Questo, naturalmente, accade quando la terza persona limitata è usata davvero secondo tutta la sua potenzialità. Non si tratta semplicemente di "descrivere solo ciò che il personaggio vede/sente/sa/pensa". Si tratta di intessere la narrazione con la sua voce. Lo stile del personaggio non è più solo evidente nei dialoghi, quando parla direttamente; l'intera scena è imbevuta del suo lessico, delle sue esperienze, del suo modo di pensare, di vedere le cose. Questo è ciò che amo di questo punto di vista; questo è ciò che mi consente di conoscere davvero, al cento per cento, un personaggio, e di padroneggiare il suo stile, la sua lingua, la sua personalità.
E quando so di aver raggiunto un buon grado di conoscenza del personaggio in questione? Quando la prima riga di una scena dal suo punto di vista rende immediatamente chiaro nella testa di chi siamo, senza nemmeno bisogno di usare il suo nome. Perché quella prima frase già esprime tutta la sua personalità, la sua voce e il suo linguaggio. E non si può confondere con quella di nessun altro personaggio della storia.

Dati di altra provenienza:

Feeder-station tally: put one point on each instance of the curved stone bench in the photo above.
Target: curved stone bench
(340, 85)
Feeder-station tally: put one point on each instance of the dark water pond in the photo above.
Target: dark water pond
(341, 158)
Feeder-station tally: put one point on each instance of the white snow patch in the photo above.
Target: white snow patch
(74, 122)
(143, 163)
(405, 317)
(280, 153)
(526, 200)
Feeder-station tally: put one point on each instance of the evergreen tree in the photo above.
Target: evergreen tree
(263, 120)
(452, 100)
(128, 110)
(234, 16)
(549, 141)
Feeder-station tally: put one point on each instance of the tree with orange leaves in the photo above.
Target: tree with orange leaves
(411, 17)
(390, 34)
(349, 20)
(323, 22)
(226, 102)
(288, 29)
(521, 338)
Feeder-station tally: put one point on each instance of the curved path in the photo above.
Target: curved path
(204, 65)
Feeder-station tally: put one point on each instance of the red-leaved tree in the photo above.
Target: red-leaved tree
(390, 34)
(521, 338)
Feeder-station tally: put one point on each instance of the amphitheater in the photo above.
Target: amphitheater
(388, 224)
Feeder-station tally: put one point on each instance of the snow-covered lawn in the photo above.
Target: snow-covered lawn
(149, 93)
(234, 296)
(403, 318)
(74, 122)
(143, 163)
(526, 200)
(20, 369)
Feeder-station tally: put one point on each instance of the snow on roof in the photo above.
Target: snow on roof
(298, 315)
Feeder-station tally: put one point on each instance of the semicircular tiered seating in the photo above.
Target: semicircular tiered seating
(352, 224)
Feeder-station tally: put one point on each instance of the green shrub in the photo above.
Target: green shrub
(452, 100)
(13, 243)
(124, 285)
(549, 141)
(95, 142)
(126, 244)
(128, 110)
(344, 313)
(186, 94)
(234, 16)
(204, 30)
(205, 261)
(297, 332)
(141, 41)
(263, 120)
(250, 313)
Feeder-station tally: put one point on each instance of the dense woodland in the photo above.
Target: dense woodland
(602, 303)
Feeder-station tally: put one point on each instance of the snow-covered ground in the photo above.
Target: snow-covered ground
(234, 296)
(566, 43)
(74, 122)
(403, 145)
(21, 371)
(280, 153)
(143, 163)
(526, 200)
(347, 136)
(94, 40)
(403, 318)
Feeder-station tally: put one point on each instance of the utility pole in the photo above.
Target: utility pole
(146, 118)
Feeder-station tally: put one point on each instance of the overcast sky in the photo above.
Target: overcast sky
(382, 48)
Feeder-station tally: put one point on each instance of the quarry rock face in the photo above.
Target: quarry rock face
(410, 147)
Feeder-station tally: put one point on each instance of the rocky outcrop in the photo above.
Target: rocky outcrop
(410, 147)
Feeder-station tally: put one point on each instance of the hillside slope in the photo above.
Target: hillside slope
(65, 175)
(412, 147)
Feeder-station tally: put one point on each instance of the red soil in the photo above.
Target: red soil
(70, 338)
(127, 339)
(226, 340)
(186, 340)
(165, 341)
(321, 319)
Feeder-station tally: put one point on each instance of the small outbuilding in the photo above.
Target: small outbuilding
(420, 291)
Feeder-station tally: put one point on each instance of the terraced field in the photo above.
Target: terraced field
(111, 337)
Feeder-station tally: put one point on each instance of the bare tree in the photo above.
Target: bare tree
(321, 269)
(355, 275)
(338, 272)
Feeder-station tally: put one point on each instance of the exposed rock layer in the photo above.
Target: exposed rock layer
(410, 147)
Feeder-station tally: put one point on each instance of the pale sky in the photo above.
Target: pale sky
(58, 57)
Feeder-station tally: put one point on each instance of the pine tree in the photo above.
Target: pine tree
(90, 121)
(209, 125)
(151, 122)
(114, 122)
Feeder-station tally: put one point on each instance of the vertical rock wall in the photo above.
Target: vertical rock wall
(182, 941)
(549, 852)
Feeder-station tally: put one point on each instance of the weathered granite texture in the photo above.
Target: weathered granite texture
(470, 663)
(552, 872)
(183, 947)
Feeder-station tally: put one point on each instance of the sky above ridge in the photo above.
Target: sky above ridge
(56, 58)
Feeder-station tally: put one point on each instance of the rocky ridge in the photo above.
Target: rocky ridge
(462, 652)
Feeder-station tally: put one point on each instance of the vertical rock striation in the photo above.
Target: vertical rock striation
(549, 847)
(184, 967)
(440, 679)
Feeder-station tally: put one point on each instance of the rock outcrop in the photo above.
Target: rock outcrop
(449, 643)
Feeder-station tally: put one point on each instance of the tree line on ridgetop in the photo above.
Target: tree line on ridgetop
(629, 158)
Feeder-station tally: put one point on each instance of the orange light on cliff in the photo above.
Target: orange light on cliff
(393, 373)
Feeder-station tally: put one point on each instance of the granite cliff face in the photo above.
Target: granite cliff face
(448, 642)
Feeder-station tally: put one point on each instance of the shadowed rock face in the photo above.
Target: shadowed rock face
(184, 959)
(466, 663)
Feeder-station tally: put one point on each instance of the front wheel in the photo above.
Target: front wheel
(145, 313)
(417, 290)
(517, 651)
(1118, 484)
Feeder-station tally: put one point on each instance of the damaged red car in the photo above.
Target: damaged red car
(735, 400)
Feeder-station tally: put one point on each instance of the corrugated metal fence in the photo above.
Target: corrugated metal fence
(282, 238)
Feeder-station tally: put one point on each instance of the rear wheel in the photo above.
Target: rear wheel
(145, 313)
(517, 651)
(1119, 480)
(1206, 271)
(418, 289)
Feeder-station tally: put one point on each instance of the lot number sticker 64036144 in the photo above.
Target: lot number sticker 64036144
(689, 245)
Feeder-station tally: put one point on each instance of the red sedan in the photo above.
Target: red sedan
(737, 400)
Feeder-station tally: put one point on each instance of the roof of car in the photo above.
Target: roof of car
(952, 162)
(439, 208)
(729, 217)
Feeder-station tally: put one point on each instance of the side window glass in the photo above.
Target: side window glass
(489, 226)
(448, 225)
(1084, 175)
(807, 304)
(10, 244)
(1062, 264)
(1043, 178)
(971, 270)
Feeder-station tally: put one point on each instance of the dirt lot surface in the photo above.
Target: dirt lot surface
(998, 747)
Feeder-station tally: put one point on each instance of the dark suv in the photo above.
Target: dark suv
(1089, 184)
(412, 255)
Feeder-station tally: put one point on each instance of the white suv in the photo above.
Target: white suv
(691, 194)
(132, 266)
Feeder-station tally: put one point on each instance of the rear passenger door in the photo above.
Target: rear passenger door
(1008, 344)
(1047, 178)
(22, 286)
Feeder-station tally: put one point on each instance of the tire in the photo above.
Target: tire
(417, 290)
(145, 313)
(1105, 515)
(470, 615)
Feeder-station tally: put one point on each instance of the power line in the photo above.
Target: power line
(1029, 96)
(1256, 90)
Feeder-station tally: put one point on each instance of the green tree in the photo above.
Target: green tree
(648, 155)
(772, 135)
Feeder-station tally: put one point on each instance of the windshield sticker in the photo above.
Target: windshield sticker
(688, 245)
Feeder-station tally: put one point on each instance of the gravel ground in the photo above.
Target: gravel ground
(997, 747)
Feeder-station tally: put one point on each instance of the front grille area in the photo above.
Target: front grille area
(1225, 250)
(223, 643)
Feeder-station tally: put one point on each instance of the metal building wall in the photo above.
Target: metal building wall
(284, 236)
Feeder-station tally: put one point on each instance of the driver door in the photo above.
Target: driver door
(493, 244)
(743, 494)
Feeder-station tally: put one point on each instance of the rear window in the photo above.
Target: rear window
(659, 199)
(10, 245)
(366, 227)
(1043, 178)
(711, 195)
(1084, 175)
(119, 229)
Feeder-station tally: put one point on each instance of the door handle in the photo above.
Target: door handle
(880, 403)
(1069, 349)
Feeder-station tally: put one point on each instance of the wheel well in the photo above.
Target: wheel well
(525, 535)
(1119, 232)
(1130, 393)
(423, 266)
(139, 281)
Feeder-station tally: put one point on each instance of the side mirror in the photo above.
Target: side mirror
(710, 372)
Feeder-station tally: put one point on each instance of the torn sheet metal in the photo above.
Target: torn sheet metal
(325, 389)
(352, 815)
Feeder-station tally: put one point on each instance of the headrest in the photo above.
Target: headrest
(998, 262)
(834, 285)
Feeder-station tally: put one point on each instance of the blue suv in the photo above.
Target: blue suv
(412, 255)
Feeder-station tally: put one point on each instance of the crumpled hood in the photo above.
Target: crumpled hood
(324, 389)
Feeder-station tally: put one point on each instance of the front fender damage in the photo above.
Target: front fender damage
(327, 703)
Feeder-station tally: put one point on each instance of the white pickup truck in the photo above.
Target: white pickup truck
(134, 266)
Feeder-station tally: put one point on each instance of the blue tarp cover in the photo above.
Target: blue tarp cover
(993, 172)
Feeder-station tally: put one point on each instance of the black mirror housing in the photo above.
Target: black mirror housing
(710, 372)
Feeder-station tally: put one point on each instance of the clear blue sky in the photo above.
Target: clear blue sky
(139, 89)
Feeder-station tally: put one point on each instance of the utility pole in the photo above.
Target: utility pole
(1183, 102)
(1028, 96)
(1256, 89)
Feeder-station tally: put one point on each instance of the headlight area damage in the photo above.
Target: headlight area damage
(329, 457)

Anche per questo mi piace ^^

L'immagine viene da questo articolo sulle caratteristiche dei punti di vista.

4 commenti:

  1. Due anni fa, aprendo un libro che inizia con "Mi chiamo..." l'avrei chiuso e rimesso sullo scaffale. La terza persona (onnisciente o limitata, il balzo è piccolo) e il passato remoto erano giusti. Punto. Oggi sono molto meno fondamentalista a riguardo. Ho scritto una o due storie in prima persona e mi sono stupito del risultato! Insomma, non mi scandalizzo più se una storia nasce in prima persona (dalla mia penna o già su carta). Trovo però che la terza onnisciente mi convince sempre meno. Ma non di per sé, dato che basta qualche capitolo per entrare in sintonia con il narratore, quanto nei momenti in cui l'onniscienza spunta a tradimento, quando fino a poco prima non ve ne era traccia. Insomma, sono le imperizie a infastidirmi, non l'impianto.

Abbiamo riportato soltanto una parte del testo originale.